Evaluation: correctness under the forced-online protocol.

Task 13: Range distinct count via persistence. Build a persistent tree over positions: scanning left to right, when reaching position i with value v, do −1 at the previous occurrence of v and +1 at i. Then distinct(l, r) = query(version[r], l, r) counts +1 positions in [l, r]. Validate against a set-based brute force.

Provide starter code in all 3 languages.
Constraints: build O(n log n); each query O(log n); online.
Expected Output: distinct(1,5) for a=[1,2,1,3,2] is 3.

Task 14: Version retention ring. Implement a sliding window of the last W versions: after each new version, drop references to versions older than W so their exclusive nodes can be reclaimed. Measure that memory stabilizes (in a GC language) instead of growing unbounded over 10^6 updates.

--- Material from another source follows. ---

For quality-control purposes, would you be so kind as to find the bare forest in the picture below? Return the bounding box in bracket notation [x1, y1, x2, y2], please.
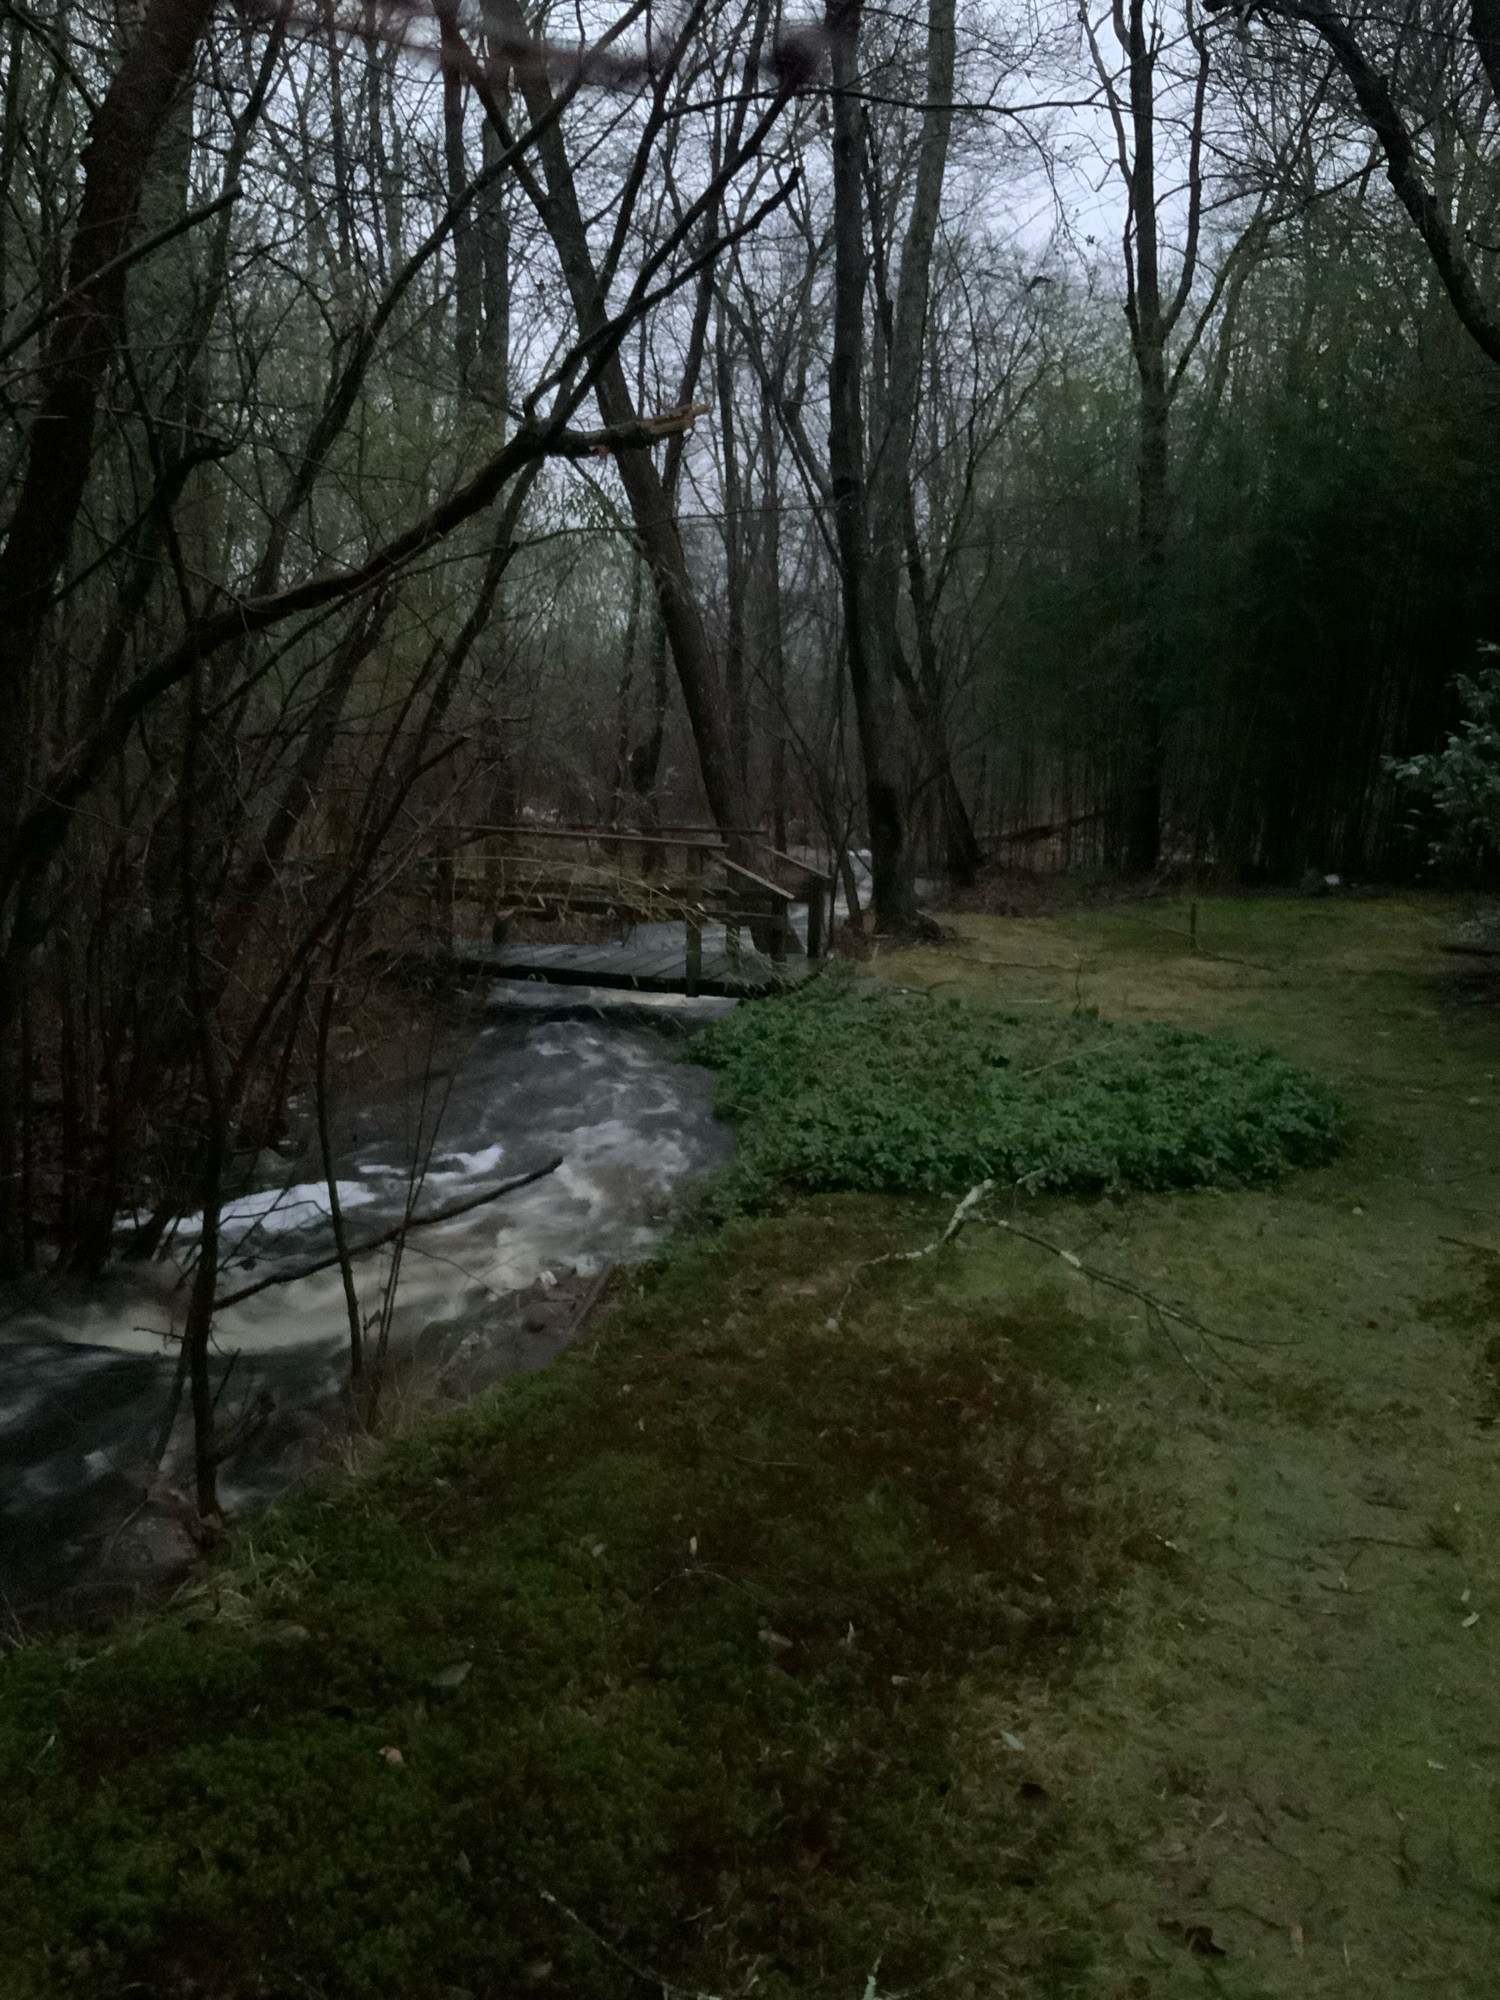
[1, 0, 1498, 1468]
[3, 0, 1496, 1167]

Provide starter code in all 3 languages.
Constraints: bounded memory O(W log n); correct queries within the window.
Evaluation: memory plateau; out-of-window queries rejected.

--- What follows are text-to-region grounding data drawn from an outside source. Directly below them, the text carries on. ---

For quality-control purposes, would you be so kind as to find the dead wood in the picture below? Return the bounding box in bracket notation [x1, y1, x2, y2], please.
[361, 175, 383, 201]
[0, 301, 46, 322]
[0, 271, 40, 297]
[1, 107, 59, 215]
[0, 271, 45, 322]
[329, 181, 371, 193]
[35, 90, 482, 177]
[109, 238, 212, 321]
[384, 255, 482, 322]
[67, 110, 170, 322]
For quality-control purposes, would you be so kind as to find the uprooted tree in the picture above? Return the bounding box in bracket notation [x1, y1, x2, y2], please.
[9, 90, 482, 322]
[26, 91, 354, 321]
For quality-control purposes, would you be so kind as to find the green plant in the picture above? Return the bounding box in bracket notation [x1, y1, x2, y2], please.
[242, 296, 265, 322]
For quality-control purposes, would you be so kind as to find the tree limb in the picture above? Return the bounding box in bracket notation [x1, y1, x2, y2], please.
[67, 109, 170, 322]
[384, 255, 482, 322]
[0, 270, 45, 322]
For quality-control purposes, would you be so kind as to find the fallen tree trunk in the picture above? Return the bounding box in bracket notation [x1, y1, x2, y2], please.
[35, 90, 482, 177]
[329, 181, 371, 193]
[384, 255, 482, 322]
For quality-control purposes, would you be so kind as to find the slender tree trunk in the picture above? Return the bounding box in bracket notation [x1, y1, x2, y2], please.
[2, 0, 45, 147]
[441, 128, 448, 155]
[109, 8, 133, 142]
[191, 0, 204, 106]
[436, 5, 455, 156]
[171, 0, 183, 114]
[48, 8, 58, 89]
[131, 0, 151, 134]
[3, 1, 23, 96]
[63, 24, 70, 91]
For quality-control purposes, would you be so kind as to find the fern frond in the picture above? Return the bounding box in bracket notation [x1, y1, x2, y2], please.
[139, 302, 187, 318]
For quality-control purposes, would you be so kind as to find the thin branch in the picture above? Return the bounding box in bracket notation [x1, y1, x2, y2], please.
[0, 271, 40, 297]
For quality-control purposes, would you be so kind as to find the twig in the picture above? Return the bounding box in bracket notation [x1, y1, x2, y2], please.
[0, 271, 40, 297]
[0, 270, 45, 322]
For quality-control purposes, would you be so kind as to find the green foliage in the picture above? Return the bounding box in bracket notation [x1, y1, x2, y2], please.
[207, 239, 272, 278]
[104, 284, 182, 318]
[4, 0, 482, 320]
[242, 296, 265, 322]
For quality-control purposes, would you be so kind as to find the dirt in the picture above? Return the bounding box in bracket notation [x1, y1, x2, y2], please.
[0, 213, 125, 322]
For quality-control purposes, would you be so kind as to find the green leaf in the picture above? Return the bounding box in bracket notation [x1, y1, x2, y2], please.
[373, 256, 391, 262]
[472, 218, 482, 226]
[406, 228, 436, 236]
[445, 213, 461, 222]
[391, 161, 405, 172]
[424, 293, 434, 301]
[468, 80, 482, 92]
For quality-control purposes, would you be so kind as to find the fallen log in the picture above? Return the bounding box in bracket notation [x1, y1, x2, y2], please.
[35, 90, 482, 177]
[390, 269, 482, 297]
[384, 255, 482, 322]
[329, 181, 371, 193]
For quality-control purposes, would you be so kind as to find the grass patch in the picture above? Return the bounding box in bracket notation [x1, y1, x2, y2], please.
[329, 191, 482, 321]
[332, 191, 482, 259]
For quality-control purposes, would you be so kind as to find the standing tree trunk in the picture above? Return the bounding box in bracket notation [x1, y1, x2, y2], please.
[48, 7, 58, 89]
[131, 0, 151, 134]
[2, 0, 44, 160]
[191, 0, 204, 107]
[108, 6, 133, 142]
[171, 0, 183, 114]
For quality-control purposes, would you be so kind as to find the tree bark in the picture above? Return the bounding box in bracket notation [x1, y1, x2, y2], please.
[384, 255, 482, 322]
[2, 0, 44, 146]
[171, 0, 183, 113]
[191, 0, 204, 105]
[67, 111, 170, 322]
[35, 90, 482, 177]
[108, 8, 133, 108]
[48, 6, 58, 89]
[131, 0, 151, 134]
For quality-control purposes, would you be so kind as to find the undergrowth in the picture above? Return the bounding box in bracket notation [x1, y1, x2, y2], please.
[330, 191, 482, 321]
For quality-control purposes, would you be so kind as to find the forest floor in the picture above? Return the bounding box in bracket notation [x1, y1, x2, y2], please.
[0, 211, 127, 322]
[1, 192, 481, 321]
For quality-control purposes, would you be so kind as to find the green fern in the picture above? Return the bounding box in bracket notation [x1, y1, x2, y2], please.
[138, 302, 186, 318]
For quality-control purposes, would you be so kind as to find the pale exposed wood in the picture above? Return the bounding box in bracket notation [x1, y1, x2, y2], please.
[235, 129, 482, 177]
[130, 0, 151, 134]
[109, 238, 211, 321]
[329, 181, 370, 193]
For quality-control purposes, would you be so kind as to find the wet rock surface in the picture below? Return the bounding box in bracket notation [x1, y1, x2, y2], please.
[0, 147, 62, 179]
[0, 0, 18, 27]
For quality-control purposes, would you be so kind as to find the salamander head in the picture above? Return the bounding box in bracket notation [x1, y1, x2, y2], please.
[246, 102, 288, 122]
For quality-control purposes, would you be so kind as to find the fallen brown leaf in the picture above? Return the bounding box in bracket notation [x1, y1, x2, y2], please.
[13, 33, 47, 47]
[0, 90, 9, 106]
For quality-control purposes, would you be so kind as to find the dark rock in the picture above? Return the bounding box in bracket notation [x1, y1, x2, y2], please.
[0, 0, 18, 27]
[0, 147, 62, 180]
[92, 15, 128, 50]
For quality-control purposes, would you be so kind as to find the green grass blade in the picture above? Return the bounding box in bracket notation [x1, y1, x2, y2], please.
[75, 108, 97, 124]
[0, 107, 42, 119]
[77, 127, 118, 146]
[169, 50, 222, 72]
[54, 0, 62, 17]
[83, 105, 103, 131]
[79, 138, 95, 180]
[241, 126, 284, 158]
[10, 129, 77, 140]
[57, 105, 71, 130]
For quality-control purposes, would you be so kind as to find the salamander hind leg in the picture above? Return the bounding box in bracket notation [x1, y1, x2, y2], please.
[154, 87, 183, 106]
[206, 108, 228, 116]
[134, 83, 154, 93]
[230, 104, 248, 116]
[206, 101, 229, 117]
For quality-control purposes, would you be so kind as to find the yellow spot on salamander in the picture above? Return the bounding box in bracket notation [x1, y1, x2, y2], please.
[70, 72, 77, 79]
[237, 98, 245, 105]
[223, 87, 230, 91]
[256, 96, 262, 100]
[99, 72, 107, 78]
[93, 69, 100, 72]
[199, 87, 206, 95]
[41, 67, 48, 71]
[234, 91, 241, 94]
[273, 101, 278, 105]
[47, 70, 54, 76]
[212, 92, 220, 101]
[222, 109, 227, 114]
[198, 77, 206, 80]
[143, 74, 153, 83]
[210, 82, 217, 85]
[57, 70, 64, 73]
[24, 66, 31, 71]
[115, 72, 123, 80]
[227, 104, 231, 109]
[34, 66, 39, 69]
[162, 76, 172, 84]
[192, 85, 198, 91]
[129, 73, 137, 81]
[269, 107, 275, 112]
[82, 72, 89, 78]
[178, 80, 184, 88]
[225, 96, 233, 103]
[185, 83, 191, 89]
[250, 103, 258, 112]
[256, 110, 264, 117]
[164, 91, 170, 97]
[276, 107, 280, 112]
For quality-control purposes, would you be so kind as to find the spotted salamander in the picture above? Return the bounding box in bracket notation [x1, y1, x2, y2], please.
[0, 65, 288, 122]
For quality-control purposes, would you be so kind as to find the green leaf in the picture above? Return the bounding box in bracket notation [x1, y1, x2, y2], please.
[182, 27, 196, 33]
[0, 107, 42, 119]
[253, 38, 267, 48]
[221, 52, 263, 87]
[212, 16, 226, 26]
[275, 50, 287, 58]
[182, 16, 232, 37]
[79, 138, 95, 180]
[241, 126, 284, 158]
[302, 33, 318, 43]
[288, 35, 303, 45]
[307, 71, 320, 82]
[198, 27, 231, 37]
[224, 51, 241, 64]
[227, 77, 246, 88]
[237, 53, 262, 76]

Task 15: K-th with point updates (heavier structure). Support setValue(i, v) (change a[i]) interleaved with kth(l, r, k). Use a Fenwick tree indexed by position, each cell holding a (small, mergeable) persistent/ordinary count tree, giving O(log²n) per operation. Benchmark against the static persistent solution.

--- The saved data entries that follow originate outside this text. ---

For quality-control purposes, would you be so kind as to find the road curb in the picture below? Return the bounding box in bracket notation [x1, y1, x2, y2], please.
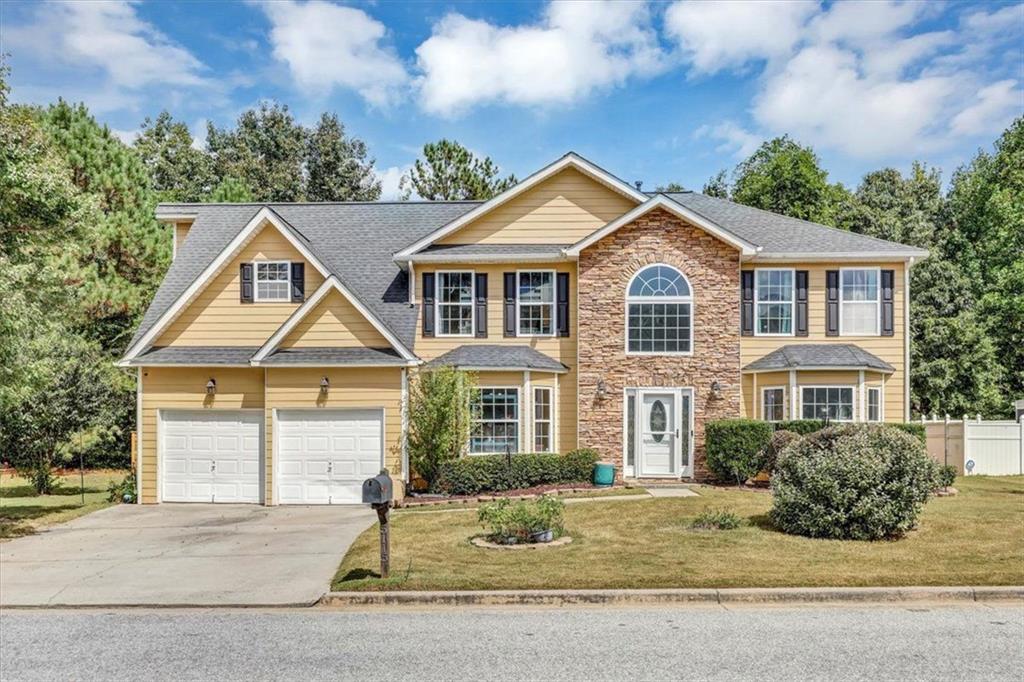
[319, 586, 1024, 608]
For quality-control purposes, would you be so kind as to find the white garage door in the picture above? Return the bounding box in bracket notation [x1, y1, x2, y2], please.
[277, 409, 383, 504]
[161, 410, 262, 503]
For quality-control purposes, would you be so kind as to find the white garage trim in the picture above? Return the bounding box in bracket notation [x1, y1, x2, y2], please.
[273, 407, 386, 505]
[158, 409, 264, 504]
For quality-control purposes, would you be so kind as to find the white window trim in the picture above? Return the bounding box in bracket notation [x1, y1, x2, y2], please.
[866, 386, 883, 422]
[516, 269, 557, 337]
[435, 270, 475, 338]
[761, 386, 786, 422]
[533, 386, 554, 452]
[754, 268, 795, 337]
[838, 266, 882, 337]
[624, 263, 695, 357]
[469, 386, 521, 455]
[253, 260, 292, 302]
[799, 384, 857, 422]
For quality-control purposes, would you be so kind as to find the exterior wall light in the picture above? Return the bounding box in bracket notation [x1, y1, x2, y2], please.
[206, 378, 216, 395]
[596, 377, 607, 400]
[320, 376, 330, 394]
[710, 380, 722, 399]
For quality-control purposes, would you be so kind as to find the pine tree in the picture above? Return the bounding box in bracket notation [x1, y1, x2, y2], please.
[306, 113, 381, 201]
[206, 176, 254, 202]
[400, 139, 517, 200]
[134, 111, 214, 202]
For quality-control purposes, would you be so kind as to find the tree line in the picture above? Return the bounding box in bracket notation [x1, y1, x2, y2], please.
[1, 59, 1020, 491]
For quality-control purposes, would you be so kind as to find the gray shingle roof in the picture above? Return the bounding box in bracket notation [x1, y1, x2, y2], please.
[410, 243, 568, 262]
[425, 345, 568, 373]
[662, 193, 929, 258]
[743, 344, 895, 373]
[134, 346, 259, 365]
[259, 347, 408, 365]
[130, 202, 478, 353]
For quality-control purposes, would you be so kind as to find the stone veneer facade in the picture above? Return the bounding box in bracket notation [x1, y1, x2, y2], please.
[576, 208, 742, 480]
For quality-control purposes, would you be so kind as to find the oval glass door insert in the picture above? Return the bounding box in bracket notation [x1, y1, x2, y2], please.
[650, 400, 667, 443]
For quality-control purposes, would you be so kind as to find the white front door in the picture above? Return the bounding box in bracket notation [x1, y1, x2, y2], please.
[639, 391, 677, 477]
[276, 409, 383, 504]
[161, 410, 262, 503]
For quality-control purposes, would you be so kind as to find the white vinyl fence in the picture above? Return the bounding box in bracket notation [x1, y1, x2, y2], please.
[922, 415, 1024, 476]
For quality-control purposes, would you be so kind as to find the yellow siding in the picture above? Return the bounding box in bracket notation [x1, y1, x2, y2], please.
[740, 262, 906, 422]
[155, 225, 325, 346]
[265, 367, 404, 503]
[742, 371, 790, 420]
[436, 167, 636, 245]
[280, 289, 389, 349]
[139, 367, 265, 504]
[414, 262, 578, 451]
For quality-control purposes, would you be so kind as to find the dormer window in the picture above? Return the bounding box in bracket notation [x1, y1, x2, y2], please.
[255, 261, 291, 302]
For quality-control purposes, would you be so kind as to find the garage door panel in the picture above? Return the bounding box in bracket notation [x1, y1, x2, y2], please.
[161, 410, 262, 504]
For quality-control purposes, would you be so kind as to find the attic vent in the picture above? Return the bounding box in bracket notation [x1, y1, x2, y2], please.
[634, 180, 643, 191]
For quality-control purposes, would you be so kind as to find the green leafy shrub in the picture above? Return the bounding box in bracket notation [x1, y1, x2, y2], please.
[759, 430, 801, 474]
[434, 449, 599, 495]
[406, 367, 477, 487]
[772, 420, 826, 435]
[936, 464, 957, 488]
[890, 422, 927, 445]
[106, 471, 137, 503]
[770, 424, 937, 540]
[478, 496, 565, 542]
[705, 419, 773, 485]
[691, 507, 742, 531]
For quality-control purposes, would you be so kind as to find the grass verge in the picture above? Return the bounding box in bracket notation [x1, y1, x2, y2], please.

Provide starter code in all 3 languages.
Constraints: O(log²n) per update/query.
Evaluation: correctness with updates; document the complexity jump from O(log n) to O(log²n).

Benchmark Task¶

Compare build and query performance across all 3 languages on the range-k-th pipeline.

Go¶

package main

import (
    "fmt"
    "math/rand"
    "time"
)

func main() {
    sizes := []int{1000, 10000, 100000}
    for _, n := range sizes {
        a := make([]int, n)
        for i := range a {
            a[i] = rand.Intn(n)
        }
        start := time.Now()
        // build n+1 prefix versions of the count tree here
        buildElapsed := time.Since(start)

        q := 100000
        start = time.Now()
        for i := 0; i < q; i++ {
            l := rand.Intn(n) + 1
            r := l + rand.Intn(n-l+1)
            k := rand.Intn(r-l+1) + 1
            _ = l
            _ = r
            _ = k
            // kth(roots[l-1], roots[r], 0, D-1, k)
        }
        queryElapsed := time.Since(start)
        fmt.Printf("n=%7d build=%6.1f ms  %d queries=%6.1f ms\n",
            n, float64(buildElapsed.Milliseconds()), q, float64(queryElapsed.Milliseconds()))
    }
}

Java¶

import java.util.Random;

public class Benchmark {
    public static void main(String[] args) {
        int[] sizes = {1000, 10000, 100000};
        Random rng = new Random(42);
        for (int n : sizes) {
            int[] a = new int[n];
            for (int i = 0; i < n; i++) a[i] = rng.nextInt(n);

            long t0 = System.nanoTime();
            // build n+1 prefix versions
            long buildMs = (System.nanoTime() - t0) / 1_000_000;

            int q = 100_000;
            t0 = System.nanoTime();
            for (int i = 0; i < q; i++) {
                int l = rng.nextInt(n) + 1;
                int r = l + rng.nextInt(n - l + 1);
                int k = rng.nextInt(r - l + 1) + 1;
                // kth(roots[l-1], roots[r], 0, D-1, k)
            }
            long queryMs = (System.nanoTime() - t0) / 1_000_000;
            System.out.printf("n=%7d build=%5d ms  %d queries=%5d ms%n", n, buildMs, q, queryMs);
        }
    }
}

Python¶

import random, time


def benchmark():
    for n in (1000, 10000, 100000):
        a = [random.randrange(n) for _ in range(n)]
        t0 = time.perf_counter()
        # build n+1 prefix versions
        build_ms = (time.perf_counter() - t0) * 1000

        q = 100_000
        t0 = time.perf_counter()
        for _ in range(q):
            l = random.randint(1, n)
            r = random.randint(l, n)
            k = random.randint(1, r - l + 1)
            # kth(roots[l-1], roots[r], 0, D-1, k)
        query_ms = (time.perf_counter() - t0) * 1000
        print(f"n={n:>7} build={build_ms:7.1f} ms  {q} queries={query_ms:7.1f} ms")


if __name__ == "__main__":
    benchmark()

Expected trends: build scales ~n log n; per-query time is flat ~log n (so total query time scales with q, not n). Go/Java with arenas should beat the pointer version on large n; Python is slower in absolute terms — switch to an arena and consider a wavelet tree if memory-bound.